Simultaneously executing multiple queries on Scroll API to fetch Large Data

N220 · July 10, 2020, 6:40am

How to fetch large data in parallel from elastic search?

Using Scroll API I am able to fetch complete data from elasticsearch. But it is too slow. Takes around 40 seconds to fetch 500000 records.

I am trying to use multiprocessing module in python to fetch data from scroll API simultaneously...

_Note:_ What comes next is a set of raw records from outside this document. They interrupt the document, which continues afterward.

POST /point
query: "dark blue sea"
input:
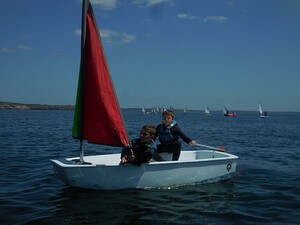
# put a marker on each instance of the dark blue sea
(265, 189)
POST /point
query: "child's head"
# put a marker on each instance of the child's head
(147, 133)
(168, 117)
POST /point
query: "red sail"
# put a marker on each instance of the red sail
(98, 117)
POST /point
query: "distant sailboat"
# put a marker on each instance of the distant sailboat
(207, 111)
(227, 113)
(263, 114)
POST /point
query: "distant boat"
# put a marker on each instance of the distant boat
(207, 111)
(98, 120)
(227, 113)
(263, 114)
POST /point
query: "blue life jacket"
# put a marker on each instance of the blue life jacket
(137, 144)
(165, 135)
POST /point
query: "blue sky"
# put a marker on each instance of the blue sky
(183, 53)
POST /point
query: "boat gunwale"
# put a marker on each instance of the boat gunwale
(227, 156)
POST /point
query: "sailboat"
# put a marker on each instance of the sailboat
(227, 113)
(98, 120)
(263, 114)
(207, 111)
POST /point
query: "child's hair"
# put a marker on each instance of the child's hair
(169, 112)
(149, 128)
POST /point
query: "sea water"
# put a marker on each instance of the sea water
(265, 189)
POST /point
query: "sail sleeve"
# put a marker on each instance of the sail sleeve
(98, 117)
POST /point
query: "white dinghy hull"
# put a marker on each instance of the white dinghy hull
(104, 171)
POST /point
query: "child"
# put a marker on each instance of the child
(141, 150)
(169, 132)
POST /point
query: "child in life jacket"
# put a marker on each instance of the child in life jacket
(142, 149)
(168, 133)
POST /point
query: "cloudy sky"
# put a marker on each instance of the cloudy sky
(183, 53)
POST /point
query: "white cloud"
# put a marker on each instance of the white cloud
(113, 37)
(150, 3)
(187, 16)
(218, 19)
(17, 48)
(24, 47)
(206, 19)
(6, 50)
(105, 4)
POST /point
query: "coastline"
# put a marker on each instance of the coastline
(21, 106)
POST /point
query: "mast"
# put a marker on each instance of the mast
(98, 118)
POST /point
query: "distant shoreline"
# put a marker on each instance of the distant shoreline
(21, 106)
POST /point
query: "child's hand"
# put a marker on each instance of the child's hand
(192, 142)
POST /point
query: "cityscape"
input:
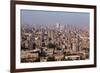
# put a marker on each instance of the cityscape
(54, 42)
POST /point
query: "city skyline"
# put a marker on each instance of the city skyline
(37, 17)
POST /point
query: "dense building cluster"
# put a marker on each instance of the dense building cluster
(42, 43)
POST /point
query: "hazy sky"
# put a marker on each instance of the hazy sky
(53, 17)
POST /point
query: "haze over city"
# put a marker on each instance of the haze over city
(35, 17)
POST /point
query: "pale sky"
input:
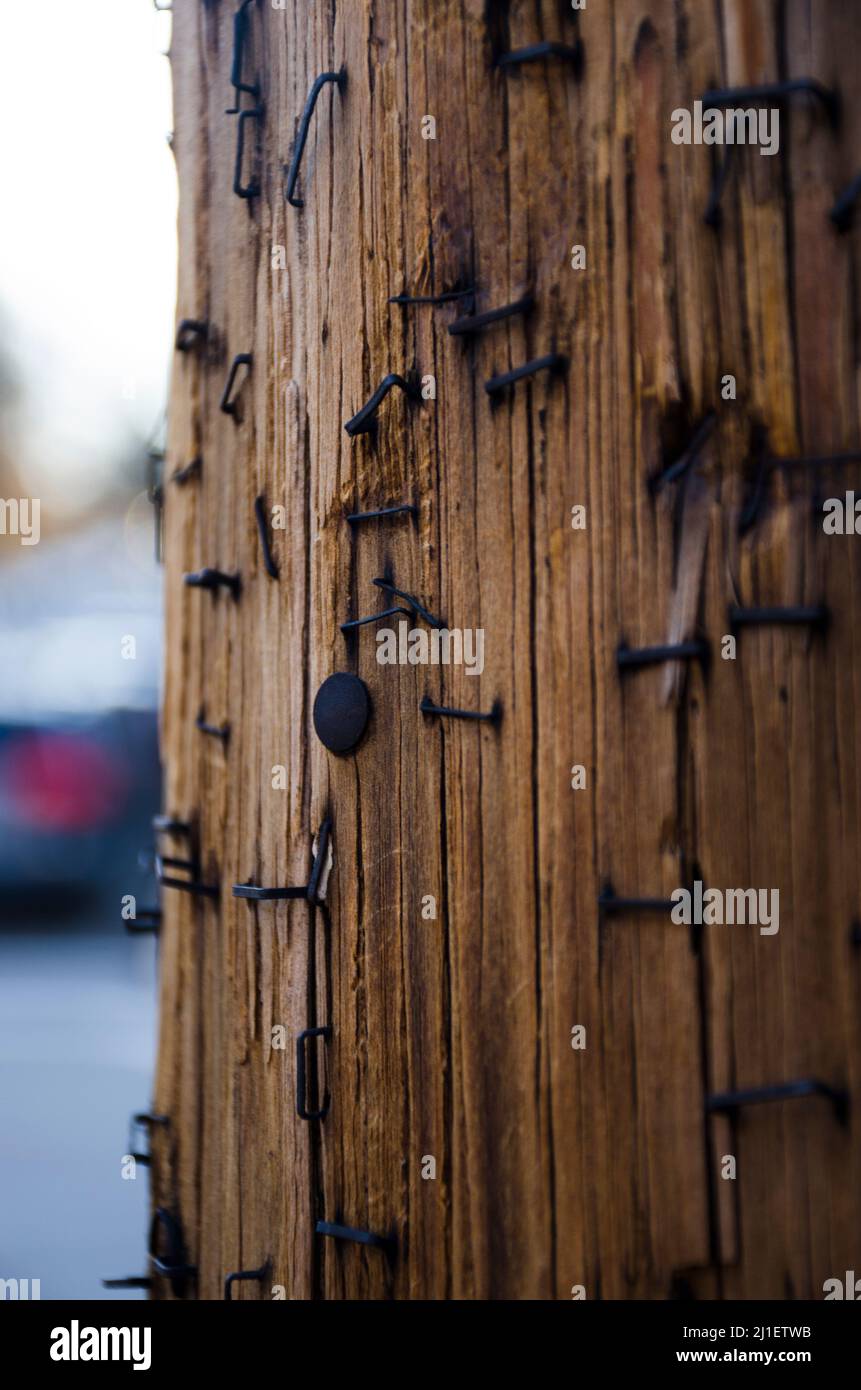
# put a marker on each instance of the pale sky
(86, 235)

Here are the details of the code:

elastic_url = 'http://0.0.0.0/'+index_name+'/_search?scroll=20m'
sroll_api_url = 'http://0.0.0.0/_search/scroll'
r1=requests.request(
      "POST",
       elastic_url,
       data=json.dumps(query_body),
       headers=headers
      )


process=[]
##create 5 processes and call the fetch_data function and start the processes

for _ in range(5):
    p1=multiprocessing.Process(target=fetch_data_scroll_id,args=([scroll_payload],))
    p1.start()
    process.append(p1)
## p.join() is used so that each process will wait if they finished off early.
for p in process:
    p.join()

I get the following error :
{
    "_scroll_id": "DnF1ZXJ5VGhlbkXXXXXXXXXXXXXXXXXXXXXXXXXXXXXXXXXc3UXJHUy1PNUdvQ2lyencAAAAAACCS6BY0bXdKN1lHN1FyR1MtTzVHb0Npcnp3AAAAAAAgkuYWNG13SjdZRzdRckdTLU81R29DaXJ6dwAAAAAAIJLpFjRtd0o3WUc3UXJHUy1PNUdvQ2lyencAAAAAACCS5xY0bXdKN1lHN1FyR1MtTzVHb0Npcnp3",
    "_shards": {
        "failures": [
            {
                "index": null,
                "shard": -1,
                "reason": {
                    "type": "search_context_missing_exception",
                    "reason": "No search context found for id [2134760]"
                }
            },
            {
                "index": "logstash-2020.07.07",
                "reason": {
                    "type": "search_context_missing_exception",
                    "reason": "No search context found for id [2134757]"
                },
                "shard": 0,
                "node": "XXXXXXXXXXXXXXXXXXX"
            }
        ],
        "total": 5,
        "successful": 3,
        "skipped": 0,
        "failed": 2
    },
    "timed_out": false,
    "took": 17,
    "hits": {
        "total": 106157,
        "max_score": null,
        "hits": []
    },
    "terminated_early": true
}

Please help.....

Vinayak_Sapre · July 10, 2020, 6:54am

@N220
You need to use sliced scroll. You can process multiple slices simultaneously. https://www.elastic.co/guide/en/elasticsearch/reference/current/search-request-body.html#sliced-scroll

N220 · July 10, 2020, 7:41am

Thanks Vinayak! ... will check it out

N220 · July 10, 2020, 7:59am

Hi Vinayak ,
I am planning to implement it this way..:
There are 5 shards so I will create id's 0-4 and get the 4 scroll ID's and then using multiprocessing fetch the data.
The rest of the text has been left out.